To sell or not to sell -That is the question!

I want to stir things up!

Selling and Networking do not go together!

Networking 

But that is the reason to network, some people will say.

No it is not.

You are there to meet get to know people and build relationships.

From building a relationship business will follow.

It may start with someone asking your advice.

Give it freely.

It will be appreciated and could lead to business from that person or even someone who they recommend to you.

 

Networking is not about ‘earning a quid buck’. How many people do you know who have commented that they went to a networking event which was a waste of time as they did not get any business from it.

So they will not be going again.

 

I’m sure that many of you have been to a networking event and seen the ‘hunters’ going around the room usually with a bundle of brochures under their arm, & joining a group for 30 – 60 sec, giving a quick sales pitch, handing over a brochure and move on to the next group.

It happened to me recently at a regular event I attend.
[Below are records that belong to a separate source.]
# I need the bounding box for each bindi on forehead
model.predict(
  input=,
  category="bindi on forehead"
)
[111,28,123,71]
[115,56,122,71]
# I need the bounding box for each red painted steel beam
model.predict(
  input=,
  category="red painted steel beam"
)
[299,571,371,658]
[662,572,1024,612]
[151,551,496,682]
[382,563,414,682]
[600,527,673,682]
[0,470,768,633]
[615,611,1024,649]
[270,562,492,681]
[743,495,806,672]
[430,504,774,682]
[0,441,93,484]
Three of us were actually discussing websites and SEO (the subject does not really matter), and a person asked to join us. He quickly got into a sales pitch, about his cleaning company, handed over his card and walked off.

Totally unrehearsed, two of us simultaneously tore up his business card and put it in a nearby waste bin.
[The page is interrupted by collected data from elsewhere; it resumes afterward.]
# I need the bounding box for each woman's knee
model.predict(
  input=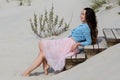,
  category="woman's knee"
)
[39,41,43,51]
[39,41,42,47]
[38,51,43,57]
[38,41,45,58]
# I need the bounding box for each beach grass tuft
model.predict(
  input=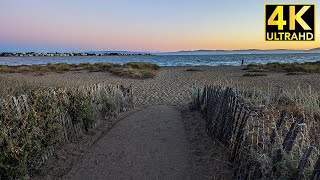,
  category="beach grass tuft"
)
[286,72,307,76]
[0,78,133,178]
[243,73,268,77]
[191,83,320,179]
[0,62,159,79]
[186,68,204,72]
[0,65,15,73]
[123,62,160,71]
[244,61,320,73]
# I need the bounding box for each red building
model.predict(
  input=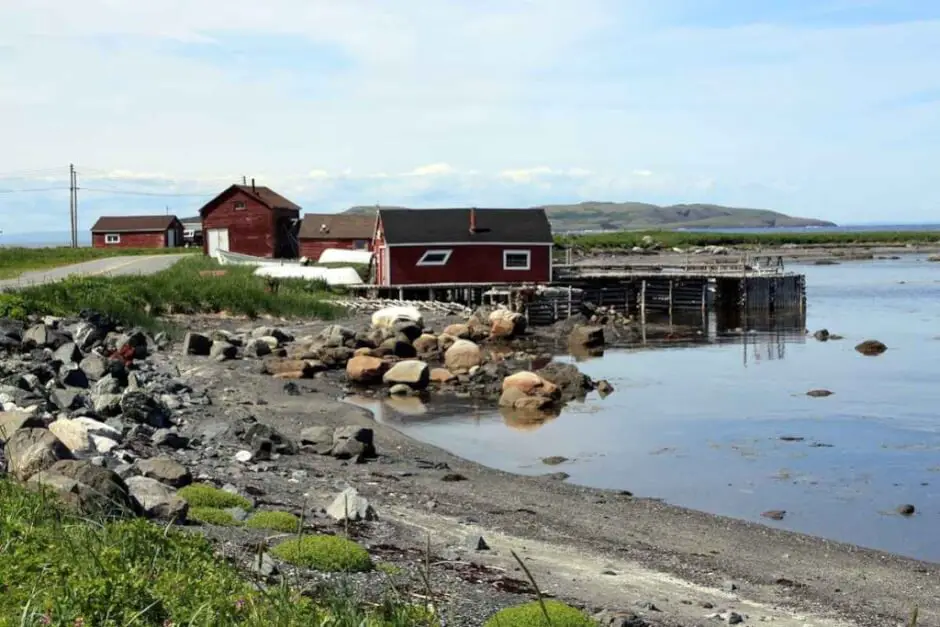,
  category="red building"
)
[373,207,553,286]
[90,215,183,249]
[198,182,300,258]
[297,213,375,261]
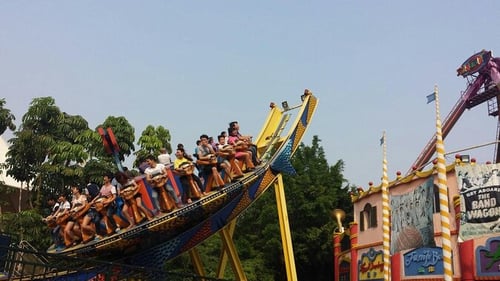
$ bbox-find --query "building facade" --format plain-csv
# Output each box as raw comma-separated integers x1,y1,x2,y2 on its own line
334,158,500,281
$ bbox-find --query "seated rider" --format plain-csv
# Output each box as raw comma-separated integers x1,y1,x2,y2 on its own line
229,121,260,166
80,180,101,242
51,194,71,249
216,134,240,181
64,185,88,247
115,171,155,226
158,147,172,166
174,148,204,203
228,127,255,172
114,171,137,228
43,197,62,248
197,134,227,190
89,173,119,234
144,154,182,210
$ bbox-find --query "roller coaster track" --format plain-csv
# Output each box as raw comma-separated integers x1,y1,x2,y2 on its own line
1,90,318,280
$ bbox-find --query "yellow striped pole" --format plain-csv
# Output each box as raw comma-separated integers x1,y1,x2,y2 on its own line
381,131,391,281
433,85,453,281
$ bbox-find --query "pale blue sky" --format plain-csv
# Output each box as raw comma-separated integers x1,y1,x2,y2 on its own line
1,1,500,188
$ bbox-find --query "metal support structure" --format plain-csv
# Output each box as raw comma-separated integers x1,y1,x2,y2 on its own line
496,94,500,163
274,174,298,281
189,248,206,279
216,220,236,279
219,224,246,280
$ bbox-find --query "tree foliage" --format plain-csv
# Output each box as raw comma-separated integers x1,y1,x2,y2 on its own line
0,98,143,250
99,116,135,162
76,116,138,180
4,98,125,209
0,98,16,135
0,209,51,247
0,96,354,280
181,136,353,280
134,125,172,167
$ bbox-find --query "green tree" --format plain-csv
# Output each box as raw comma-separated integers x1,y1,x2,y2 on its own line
76,127,115,184
134,125,172,167
0,98,16,135
0,210,50,248
234,135,352,281
5,97,91,209
0,98,18,212
77,116,136,182
99,116,135,162
1,100,137,250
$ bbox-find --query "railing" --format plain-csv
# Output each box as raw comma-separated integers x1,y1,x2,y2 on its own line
0,241,231,280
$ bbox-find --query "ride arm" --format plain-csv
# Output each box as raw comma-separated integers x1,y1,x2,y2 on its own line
409,75,486,173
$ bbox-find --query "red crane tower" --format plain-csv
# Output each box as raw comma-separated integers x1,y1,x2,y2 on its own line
409,50,500,173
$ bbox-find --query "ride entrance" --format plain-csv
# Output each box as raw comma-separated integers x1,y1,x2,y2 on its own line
1,90,318,280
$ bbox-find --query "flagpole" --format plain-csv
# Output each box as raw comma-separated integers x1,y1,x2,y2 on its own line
433,85,453,281
381,131,391,281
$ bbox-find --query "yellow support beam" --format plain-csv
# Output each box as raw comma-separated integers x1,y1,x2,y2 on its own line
216,220,237,279
220,224,247,280
274,174,298,281
189,248,206,278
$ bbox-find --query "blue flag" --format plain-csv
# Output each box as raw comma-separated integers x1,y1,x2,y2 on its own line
380,135,385,146
426,92,436,104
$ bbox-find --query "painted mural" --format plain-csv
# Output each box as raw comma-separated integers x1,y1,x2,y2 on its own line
390,177,435,253
456,163,500,240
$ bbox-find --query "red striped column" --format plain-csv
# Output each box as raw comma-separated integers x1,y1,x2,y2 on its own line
334,234,341,281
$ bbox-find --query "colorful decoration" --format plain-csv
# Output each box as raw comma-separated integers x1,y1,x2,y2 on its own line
476,236,500,276
403,247,444,276
457,50,491,77
358,248,384,281
456,163,500,240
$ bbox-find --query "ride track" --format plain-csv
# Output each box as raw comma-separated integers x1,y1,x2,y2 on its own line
44,90,318,276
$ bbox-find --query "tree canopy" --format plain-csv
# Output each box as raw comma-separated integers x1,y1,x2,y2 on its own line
3,98,138,210
1,96,354,280
170,136,353,280
134,125,172,167
234,136,353,280
0,98,16,135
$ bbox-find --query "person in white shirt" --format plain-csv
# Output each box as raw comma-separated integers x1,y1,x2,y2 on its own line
58,194,71,212
50,194,71,249
44,197,62,248
64,185,88,247
145,155,182,211
158,148,172,167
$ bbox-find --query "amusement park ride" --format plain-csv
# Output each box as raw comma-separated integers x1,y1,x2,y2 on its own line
410,50,500,173
2,50,499,280
0,91,318,280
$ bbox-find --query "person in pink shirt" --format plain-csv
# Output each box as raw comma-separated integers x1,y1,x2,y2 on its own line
227,127,255,172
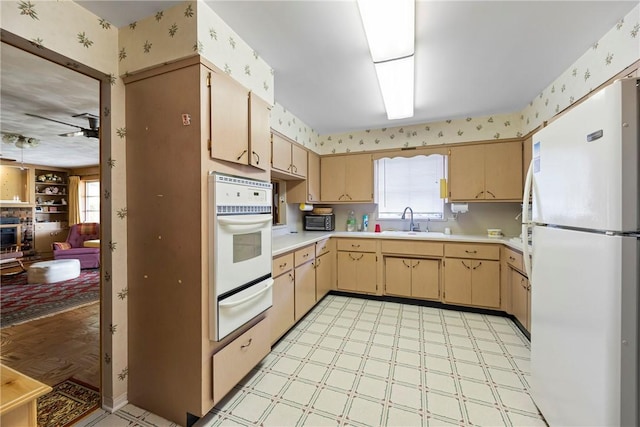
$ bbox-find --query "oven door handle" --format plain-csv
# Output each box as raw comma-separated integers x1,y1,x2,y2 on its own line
219,279,274,308
217,216,271,233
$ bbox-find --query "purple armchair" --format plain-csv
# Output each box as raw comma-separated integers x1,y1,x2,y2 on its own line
53,223,100,269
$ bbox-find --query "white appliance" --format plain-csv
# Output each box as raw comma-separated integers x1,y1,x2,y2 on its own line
209,172,273,341
522,78,639,427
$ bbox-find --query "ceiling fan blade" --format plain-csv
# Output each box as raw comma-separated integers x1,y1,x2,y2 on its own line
59,130,85,137
26,113,83,130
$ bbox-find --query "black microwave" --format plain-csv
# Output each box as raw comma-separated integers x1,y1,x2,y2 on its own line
304,214,335,231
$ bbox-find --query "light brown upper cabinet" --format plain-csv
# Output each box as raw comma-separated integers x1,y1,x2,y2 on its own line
287,150,320,204
248,93,271,171
448,141,523,201
320,153,373,202
210,73,270,171
271,132,307,178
That person made no attempt to build a relationship and in some respect was bad mannered in not listen to what we were discussing.
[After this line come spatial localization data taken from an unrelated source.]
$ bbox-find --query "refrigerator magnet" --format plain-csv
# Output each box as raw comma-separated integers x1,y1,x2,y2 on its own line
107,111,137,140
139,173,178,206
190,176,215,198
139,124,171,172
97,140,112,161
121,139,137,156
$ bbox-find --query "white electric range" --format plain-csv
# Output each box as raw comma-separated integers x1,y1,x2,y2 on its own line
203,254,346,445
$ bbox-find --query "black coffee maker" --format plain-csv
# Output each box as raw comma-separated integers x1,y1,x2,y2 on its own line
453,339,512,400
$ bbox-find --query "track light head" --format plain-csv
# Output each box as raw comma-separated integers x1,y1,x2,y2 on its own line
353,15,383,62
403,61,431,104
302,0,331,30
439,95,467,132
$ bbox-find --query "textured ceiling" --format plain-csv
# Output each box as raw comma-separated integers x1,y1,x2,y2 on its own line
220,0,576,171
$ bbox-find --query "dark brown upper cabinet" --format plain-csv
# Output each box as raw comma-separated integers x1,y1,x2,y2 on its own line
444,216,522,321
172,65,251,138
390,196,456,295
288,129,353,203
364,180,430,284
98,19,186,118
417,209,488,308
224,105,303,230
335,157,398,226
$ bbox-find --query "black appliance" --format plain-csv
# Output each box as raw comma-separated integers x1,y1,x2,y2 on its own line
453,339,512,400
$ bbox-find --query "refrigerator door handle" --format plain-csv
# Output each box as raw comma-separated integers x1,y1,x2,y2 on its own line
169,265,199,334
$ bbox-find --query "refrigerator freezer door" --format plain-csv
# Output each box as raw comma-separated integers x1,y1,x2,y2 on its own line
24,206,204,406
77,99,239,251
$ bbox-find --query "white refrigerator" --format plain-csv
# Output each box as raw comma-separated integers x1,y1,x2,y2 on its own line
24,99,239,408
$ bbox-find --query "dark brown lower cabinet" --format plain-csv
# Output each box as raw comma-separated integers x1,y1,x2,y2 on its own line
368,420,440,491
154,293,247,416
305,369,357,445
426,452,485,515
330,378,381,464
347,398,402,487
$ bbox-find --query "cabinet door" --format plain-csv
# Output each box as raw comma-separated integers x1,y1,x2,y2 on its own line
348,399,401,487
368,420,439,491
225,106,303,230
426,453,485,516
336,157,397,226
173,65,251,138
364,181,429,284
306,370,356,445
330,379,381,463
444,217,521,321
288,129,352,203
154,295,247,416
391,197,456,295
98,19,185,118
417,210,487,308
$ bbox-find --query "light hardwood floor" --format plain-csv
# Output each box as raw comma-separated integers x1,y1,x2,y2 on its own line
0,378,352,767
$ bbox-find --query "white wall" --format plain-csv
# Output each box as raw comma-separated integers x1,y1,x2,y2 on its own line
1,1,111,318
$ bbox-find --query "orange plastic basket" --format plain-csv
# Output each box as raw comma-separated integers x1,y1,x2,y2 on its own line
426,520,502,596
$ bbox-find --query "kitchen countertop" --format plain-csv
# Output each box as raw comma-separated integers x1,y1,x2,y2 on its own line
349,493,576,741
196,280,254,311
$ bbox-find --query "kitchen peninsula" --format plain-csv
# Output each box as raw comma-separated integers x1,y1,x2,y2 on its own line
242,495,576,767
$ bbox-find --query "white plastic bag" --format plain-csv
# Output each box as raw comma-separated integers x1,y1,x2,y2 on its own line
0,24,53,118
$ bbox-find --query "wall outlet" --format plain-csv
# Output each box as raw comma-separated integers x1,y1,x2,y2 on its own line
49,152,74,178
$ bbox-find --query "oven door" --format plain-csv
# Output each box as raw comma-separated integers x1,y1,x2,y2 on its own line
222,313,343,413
Would you recommend him, if you had a need for a cleaning company?

I think not!

 

Some will say you network to get business and yes I will agree with that, but your principal objective is to meet and build relationships not sell.

If there is an interest in your product, whatever it is, arrange to get together after the event either setting a date or by contacting them afterwards.

 

Do you agree or am I talking a load of rubbish!!

 

 

Read Penny Powers book ‘Know me, Like me, Follow me’ for an insight into the metrics of networking.